= Gregory Carroll (R&B singer) =

American singer-songwriter

John Wayne Carroll (December 19, 1929 - January 25, 2013), usually known as Gregory Carroll or Greg Carroll, was an American R&B singer, songwriter, and record producer. He was a member of several successful vocal harmony or "doo-wop" groups including The Four Buddies and The Orioles, and co-wrote and produced Doris Troy's 1963 hit "Just One Look".

==Life and career==
He was born in Baltimore, Maryland, one of six children of Upsher and Sally Carroll. He formed a vocal group, The Metronomes, with three school friends from Frederick Douglass High School in Baltimore, Leon "Larry" Harrison, William Carter and Vernon Palmer. The group recorded, with Johnny Otis among others, for Savoy Records, and changed their name, first to the Four Buds and then the Four Buddies. Carroll was the second tenor voice in the group. In 1951, they had a no.2 national hit on the Billboard R&B chart with the song "I Will Wait".

He left the Four Buddies in 1953 and replaced George Nelson as second tenor in the Orioles, shortly before the group recorded their biggest hit, "Crying in the Chapel". The song reached no.1 on the R&B chart and no.11 on the pop chart. After the Orioles split up in 1955, Carroll developed an interest in music production, while also working as a background singer on sessions in New York City.

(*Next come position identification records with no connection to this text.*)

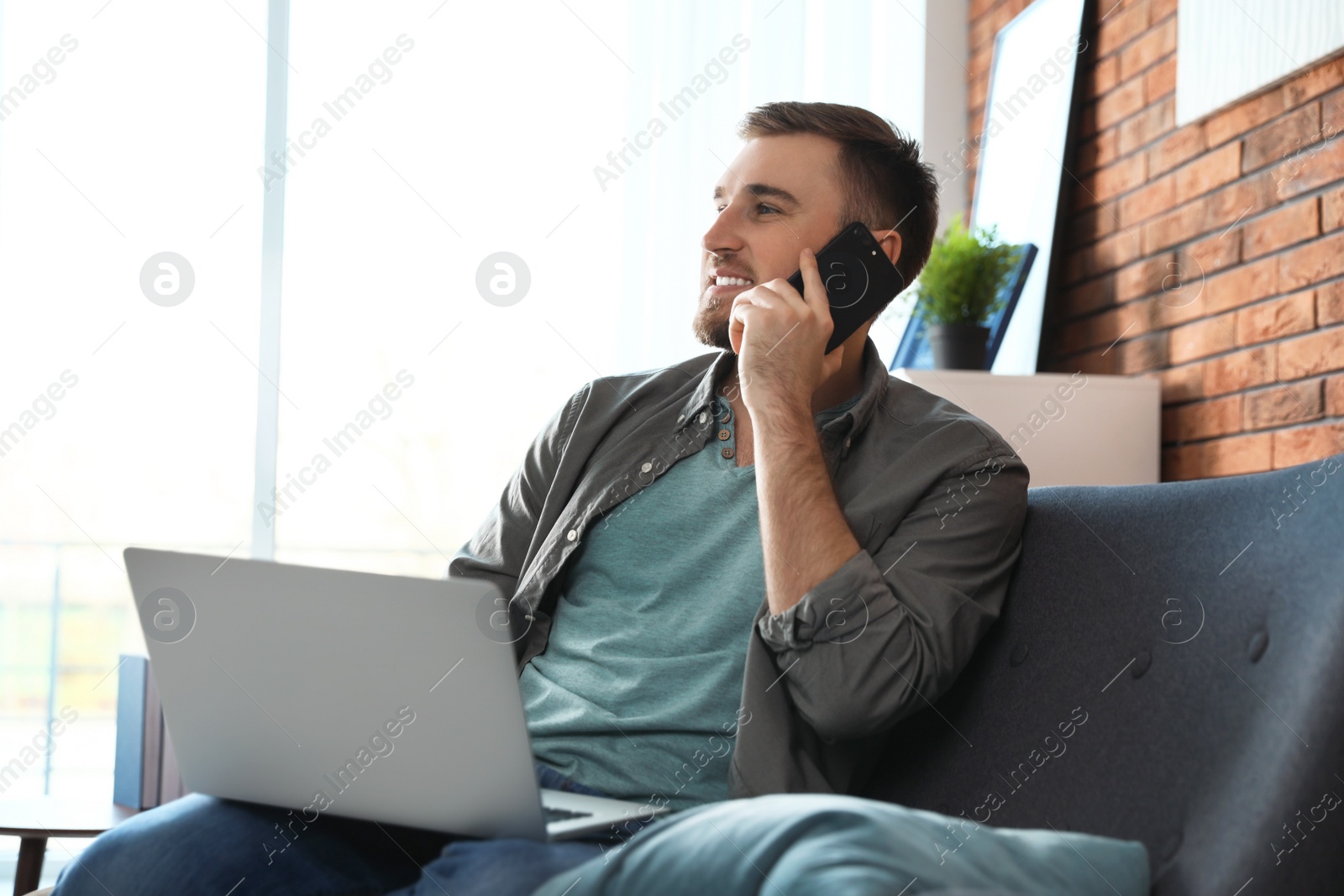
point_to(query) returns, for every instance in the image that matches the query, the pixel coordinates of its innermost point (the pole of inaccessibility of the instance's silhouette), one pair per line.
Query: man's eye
(759, 207)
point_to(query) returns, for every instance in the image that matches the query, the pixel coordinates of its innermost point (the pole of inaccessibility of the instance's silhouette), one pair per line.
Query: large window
(425, 139)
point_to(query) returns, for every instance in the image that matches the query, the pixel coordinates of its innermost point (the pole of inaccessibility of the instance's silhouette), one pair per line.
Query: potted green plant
(958, 291)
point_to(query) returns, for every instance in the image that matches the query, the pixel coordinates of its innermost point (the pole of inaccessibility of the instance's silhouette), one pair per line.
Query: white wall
(1231, 49)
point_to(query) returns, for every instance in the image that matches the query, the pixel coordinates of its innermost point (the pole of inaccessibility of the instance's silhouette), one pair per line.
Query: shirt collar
(853, 421)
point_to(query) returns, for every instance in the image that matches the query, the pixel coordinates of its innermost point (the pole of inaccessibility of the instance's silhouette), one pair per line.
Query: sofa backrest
(1168, 668)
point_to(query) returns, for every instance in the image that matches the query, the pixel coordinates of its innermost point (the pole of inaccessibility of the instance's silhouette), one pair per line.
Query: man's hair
(885, 184)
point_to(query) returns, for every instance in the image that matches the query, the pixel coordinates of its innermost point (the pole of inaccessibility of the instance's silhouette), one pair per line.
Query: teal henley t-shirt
(638, 688)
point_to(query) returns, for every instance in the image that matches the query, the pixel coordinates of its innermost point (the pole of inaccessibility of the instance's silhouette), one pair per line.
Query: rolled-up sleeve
(889, 631)
(497, 550)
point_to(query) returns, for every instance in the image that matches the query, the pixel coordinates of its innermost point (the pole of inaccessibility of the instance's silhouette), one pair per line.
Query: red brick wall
(1210, 257)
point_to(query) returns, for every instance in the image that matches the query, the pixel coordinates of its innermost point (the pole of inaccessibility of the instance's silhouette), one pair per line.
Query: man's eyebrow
(763, 191)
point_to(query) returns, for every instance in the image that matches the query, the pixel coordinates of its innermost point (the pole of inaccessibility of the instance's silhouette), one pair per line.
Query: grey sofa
(1168, 668)
(1198, 631)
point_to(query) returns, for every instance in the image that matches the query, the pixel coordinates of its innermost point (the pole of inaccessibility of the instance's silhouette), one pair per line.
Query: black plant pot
(958, 347)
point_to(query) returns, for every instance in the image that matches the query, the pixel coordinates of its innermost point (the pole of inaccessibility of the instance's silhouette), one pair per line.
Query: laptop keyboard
(551, 813)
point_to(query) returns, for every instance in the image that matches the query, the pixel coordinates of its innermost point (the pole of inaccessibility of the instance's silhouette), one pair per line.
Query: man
(727, 578)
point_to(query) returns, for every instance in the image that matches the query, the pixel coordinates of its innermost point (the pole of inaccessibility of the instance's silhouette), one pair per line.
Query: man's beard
(711, 322)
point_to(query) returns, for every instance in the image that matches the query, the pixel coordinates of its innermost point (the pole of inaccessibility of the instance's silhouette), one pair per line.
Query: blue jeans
(207, 846)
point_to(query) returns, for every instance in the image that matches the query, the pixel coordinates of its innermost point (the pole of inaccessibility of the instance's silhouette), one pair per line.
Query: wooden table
(37, 819)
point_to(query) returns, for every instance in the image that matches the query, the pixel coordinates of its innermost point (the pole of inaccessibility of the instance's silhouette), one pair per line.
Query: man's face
(780, 195)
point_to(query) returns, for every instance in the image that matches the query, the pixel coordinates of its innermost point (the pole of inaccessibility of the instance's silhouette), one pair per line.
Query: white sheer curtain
(494, 134)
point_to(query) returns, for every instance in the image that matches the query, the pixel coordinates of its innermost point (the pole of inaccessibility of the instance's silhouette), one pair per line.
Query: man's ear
(890, 242)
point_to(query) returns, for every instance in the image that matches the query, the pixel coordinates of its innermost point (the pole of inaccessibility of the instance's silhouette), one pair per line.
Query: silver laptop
(369, 696)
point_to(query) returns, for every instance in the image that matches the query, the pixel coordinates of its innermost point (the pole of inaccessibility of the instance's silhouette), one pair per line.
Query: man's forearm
(804, 535)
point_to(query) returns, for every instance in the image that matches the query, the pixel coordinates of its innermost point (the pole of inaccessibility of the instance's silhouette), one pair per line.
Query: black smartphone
(859, 280)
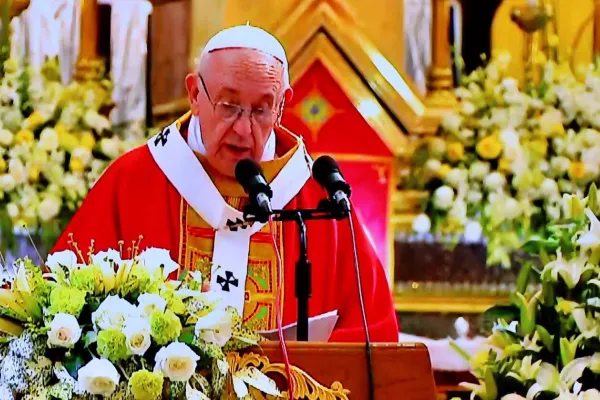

He also reunited with Larry Harrison to form another vocal harmony group, The Dappers. They signed with RCA Records in early 1956, but the original group split up after their first recording and Carroll recruited a new group, who recorded for Rainbow Records and toured as The Dappers.

Carroll then formed a duo, Greg & Peg, with singer and guitarist Peggy Jones, who later performed as "Lady Bo" with Bo Diddley. He also produced a session with Sonny Til, of the Orioles. In 1960, he recorded an unsuccessful solo single for Epic Records, "Wa Ding Dung Doo" / "Stand By Me". In the early 1960s, he formed a new quartet, the Halos, with singers Al Showell, Doc Wheeler, and Doris Troy, and co-wrote the song "Just One Look" with Troy. He produced a demo record with Troy, which was rejected by Sue Records before being heard by Jerry Wexler of Atlantic, who released the version as originally recorded. The song became an international hit, with Doris Troy's version reaching no.10 in the US, and a cover version by The Hollies reaching no.2 on the UK Singles Chart in early 1964.

In later years, Carroll performed and toured with a reformed version of the Orioles, featuring Sonny Til, and between 1970 and 1987 with a non-original version of the Ink Spots led by Jim Nabbie. He retired in 1994, living in Ashe County, North Carolina, occasionally performing at concerts.

He died at the age of 83 in Creston, North Carolina. He was preceded in death by one son and left behind his partner, two sons, three daughters (one of whom is musician Tobi Parks) and eight grandchildren.